Given Meyer’s previous success in his second season at schools — undefeated at Utah, a national title at Florida — expectations couldn’t be much higher. In a media poll conducted by The Plain Dealer, the Buckeyes were a near-unanimous pick to win the Big Ten championship.
So yesterday at the start of Big Ten media days, when he wasn’t answering questions about the recent legal scrapes by several players, he was trying to tamp down what he considers premature talk about championships.
“I’m going to try to push it out of the back of everyone’s mind, because we hear that a lot,” Meyer said. “I think that’s a distraction. It really (only) matters at the end of the season, but I think there’s a lot of chatter about it.”
That’s why he plans to have a talk about that topic at the start of preseason camp in less than two weeks. He knows that human nature can make combating that a challenge.
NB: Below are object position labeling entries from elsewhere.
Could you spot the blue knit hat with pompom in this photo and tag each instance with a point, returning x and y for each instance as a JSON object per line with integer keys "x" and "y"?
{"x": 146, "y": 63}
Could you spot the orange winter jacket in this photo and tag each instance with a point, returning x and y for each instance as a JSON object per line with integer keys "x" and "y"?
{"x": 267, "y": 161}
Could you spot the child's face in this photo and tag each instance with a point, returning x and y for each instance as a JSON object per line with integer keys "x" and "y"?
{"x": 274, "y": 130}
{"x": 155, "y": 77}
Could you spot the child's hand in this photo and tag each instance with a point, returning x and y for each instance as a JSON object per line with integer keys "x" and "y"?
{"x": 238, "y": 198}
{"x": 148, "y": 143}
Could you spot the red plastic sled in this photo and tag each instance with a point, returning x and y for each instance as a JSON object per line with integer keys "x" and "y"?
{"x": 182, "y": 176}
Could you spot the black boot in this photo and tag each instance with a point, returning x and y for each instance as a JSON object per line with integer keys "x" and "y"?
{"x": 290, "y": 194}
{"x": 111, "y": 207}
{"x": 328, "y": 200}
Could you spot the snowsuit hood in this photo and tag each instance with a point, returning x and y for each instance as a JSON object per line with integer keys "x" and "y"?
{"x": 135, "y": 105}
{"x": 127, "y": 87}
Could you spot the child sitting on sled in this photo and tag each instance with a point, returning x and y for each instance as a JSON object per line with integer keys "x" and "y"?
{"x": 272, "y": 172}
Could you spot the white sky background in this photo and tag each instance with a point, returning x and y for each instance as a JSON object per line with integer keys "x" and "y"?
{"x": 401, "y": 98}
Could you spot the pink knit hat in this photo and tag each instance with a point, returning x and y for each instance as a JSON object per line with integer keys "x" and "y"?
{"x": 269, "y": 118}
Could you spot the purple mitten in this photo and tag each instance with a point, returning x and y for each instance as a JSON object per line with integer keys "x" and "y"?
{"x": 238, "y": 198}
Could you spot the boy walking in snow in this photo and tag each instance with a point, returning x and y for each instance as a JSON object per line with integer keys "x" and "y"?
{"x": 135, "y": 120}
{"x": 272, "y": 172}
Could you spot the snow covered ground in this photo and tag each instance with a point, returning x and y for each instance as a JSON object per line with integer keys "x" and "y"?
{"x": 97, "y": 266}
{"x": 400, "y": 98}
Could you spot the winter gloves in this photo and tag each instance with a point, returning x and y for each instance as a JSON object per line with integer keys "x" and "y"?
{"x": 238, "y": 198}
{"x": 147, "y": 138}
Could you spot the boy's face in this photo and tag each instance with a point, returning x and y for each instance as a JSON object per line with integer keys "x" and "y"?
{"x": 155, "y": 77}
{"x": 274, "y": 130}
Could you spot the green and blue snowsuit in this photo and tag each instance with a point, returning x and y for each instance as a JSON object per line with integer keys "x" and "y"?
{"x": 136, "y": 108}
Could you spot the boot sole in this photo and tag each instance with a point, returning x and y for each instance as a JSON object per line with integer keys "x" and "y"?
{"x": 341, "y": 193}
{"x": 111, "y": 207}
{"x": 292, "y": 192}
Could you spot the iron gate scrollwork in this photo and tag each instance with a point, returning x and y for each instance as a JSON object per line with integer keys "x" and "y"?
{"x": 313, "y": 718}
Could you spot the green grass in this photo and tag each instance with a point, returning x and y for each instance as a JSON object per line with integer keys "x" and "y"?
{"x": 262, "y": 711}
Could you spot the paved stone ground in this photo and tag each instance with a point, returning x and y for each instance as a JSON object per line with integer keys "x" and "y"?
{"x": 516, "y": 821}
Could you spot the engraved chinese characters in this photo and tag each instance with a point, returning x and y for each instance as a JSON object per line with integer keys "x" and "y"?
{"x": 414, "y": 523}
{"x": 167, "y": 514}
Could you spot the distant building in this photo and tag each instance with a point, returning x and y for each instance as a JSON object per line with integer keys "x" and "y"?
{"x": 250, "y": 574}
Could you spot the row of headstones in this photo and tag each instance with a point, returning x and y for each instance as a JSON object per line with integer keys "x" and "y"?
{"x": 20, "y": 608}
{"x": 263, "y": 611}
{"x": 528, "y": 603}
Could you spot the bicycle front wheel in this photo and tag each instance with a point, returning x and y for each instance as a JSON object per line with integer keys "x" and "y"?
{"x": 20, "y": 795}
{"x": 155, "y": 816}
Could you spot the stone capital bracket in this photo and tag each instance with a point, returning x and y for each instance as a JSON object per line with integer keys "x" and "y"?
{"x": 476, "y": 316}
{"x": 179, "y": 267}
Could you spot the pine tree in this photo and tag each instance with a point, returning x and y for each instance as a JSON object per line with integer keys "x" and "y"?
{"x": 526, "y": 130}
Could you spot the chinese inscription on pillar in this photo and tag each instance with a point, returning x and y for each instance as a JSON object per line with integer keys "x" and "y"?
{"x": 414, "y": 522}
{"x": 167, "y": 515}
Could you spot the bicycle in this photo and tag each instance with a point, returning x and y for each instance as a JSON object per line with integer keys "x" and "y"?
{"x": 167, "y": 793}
“A team is a complex animal,” Meyer said. “You have to be careful about how you approach things. We don’t even talk about those things.”
What he will do is impress upon his players the importance of putting themselves in position to win a championship in November. But that will require embracing the daily grind and finding the leadership that allowed last year’s team to go 12-0.
Meyer is confident that his team has the capability of repeating last year’s success. Even with the status of running back Carlos Hyde and cornerback Bradley Roby up in the air, the Buckeyes have plenty of talent, led by Heisman Trophy candidate Braxton Miller.
“I think we could potentially be a championship-caliber team by November,” Meyer acknowledged.
Safety Christian Bryant said that the incentive of playing in December and January will help.
“I think it’s a big step for us knowing we have a chance to compete for a national championship and a Big Ten championship,” he said. “Coming off the season we had last year, I think the first game this season is going to light a fire under us, knowing what we could have done last year. We want to keep that streak going.”
If the Buckeyes lose Hyde or Roby for an extended period, that will become considerably harder. Before Roby’s incident in Bloomington, Ind., he and Bryant spoke about having back-to-back undefeated seasons.
“Roby and I were talking about it two weeks ago: Going 26-0, that sounds great,” he said. “That’s a goal I think everybody is trying to accomplish.”
Bryant said he expects Roby to play for Ohio State this season.
“With him, I really think we would go 26-0.”
Miller said the attitude among his teammates this year isn’t much different than it was last year, but he’s comforted in knowing this season will end differently.
“It feels great,” he said. “You get a reward at the end. We played the whole season without any type of award. At the end, we expect something this year.”